For Dr. Milner, this was a shocking revelation. Patient H.M. seemed to have two types of memory: conscious memory, which had failed to store the memories from the previous day, and subconscious memory, which somehow held onto them.

Nowadays, we refer to our conscious memory as declarative memory, which is used to intentionally recall facts and past experiences when we need them.

Our subconscious memory is called procedural memory, which effortlessly helps us to do everyday functions like walking and talking.

Later, Suzanne Corkin, a Connecticut psychologist who’d joined Milner’s laboratory in 1961, discovered that Patient H.M.’s brain was remarkable in another way. He had no episodic memory.

Most of us have two types of declarative memory: semantic memory, which enables us to remember facts, and episodic memory, which enables us to string those facts together into a coherent narrative.  

Dr. Corkin and her team discovered that while Patient H.M. did have semantic memory – he could remember certain facts – he completely lacked episodic memory.

For example, Patient H.M. could remember that he had once fallen in love, but he couldn’t put it in context or recall how it happened.

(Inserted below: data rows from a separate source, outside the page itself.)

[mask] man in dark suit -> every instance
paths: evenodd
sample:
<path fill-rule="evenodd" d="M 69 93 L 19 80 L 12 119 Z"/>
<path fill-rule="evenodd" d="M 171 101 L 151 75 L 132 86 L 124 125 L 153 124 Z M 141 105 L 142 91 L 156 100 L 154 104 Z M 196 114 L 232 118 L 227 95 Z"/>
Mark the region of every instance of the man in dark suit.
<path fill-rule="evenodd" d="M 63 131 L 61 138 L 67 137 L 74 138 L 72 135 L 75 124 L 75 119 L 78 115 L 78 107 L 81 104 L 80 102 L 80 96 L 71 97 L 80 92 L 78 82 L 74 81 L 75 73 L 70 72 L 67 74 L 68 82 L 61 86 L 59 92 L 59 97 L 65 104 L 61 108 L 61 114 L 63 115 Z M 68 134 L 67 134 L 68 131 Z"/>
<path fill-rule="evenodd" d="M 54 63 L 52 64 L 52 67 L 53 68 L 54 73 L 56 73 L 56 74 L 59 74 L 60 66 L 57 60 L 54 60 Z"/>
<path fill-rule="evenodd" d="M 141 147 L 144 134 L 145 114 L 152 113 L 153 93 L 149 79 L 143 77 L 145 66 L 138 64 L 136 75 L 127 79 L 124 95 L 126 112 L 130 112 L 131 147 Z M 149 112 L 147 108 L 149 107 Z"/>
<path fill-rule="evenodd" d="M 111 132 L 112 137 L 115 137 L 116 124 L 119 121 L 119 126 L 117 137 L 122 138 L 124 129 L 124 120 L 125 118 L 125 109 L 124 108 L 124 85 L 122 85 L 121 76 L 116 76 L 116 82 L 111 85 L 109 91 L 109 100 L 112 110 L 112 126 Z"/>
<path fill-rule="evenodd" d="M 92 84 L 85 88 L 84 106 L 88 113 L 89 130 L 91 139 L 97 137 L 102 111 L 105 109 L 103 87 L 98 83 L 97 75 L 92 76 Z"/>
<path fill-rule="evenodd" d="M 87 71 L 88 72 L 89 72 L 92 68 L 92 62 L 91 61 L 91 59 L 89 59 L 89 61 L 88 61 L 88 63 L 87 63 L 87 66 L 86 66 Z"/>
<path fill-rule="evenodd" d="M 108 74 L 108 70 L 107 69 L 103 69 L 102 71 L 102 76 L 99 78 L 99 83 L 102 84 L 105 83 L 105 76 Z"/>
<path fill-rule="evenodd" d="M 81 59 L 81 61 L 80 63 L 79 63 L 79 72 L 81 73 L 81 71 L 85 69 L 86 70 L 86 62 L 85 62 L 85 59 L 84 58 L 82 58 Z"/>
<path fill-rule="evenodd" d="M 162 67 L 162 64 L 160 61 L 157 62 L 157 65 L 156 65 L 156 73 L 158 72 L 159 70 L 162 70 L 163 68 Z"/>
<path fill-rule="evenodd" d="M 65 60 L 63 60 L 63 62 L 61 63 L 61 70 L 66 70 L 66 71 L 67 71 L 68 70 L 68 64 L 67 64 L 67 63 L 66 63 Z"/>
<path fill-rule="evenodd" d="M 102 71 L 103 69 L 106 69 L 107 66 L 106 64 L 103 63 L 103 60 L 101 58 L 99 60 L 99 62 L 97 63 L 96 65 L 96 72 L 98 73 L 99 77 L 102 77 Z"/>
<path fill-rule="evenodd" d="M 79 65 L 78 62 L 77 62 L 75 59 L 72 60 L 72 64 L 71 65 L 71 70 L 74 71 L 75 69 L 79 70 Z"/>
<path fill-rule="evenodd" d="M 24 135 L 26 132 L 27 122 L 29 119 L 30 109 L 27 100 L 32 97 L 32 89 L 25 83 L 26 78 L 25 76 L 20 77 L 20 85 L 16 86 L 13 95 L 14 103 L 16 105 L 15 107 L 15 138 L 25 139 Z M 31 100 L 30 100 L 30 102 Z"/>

Patient H.M. Key Idea #9: Even after Patient H.M. died, fascination with his brain lived on.

The lobotomy went out of fashion in the 1970s, around the same time its originators passed away. Walter Freeman died in 1972 and William Scoville was in a fatal car accident in 1984.

However, Patient H.M. remained a fascinating case study until his dying day.

In the late 1970s, Dr. Suzanne Corkin acted as his custodian by keeping his identity protected and safely screening those who wanted to interview or study him.

This relationship continued for decades until he died, of respiratory failure, on December 2, 2008.

Remarkably, after his death, his fame only increased.

Only posthumously did his name become known to the public. Details about his brain also became more widely available.  

Henry’s brain was carefully removed from his skull and preserved in a cooler, then shipped to the Brain Observatory at the University of California in San Diego, where it was taken into custody by neuroanatomist Jacopo Annese.

Dr. Annese then conducted a dissection of Henry’s brain, which was broadcast live over the internet.

Dr. Annese had custody of Henry's brain for just over six years, during which time he extracted over 2,400 slices of brain tissue, with the intention of using these to make a 3-D, zoomable map of Henry's brain.

While working with Henry’s brain, Dr. Annese discovered a previously unknown lesion in its frontal lobe, suggesting that past doctors and researchers may have never fully understood Henry’s condition.

Eventually, Dr. Annese and Henry’s guardian, Dr. Corkin, entered into an unfortunate legal dispute over who had the right to keep the brain.

Annese wanted to continue his research, but the brain was also supposed to be studied at MIT. Eventually, Dr. Corkin won her case, and Henry’s brain, along with its thousands of preserved slices, are safely stored at the MIND Institute of the University of California, Davis.

In Review: Patient H.M. Book Summary

The key message in this book:

Today, the word “lobotomy” evokes a time when overcrowded asylums employed a barbaric and harmful practice. Yet the truth of the matter is that this period did much to illuminate the brain and how it works. At the center this was Henry Molaison, known for years to the public as “Patient H.M.” This special case study offered unprecedented access to a person with a specific kind of amnesia, which revealed just how complex our memory really is.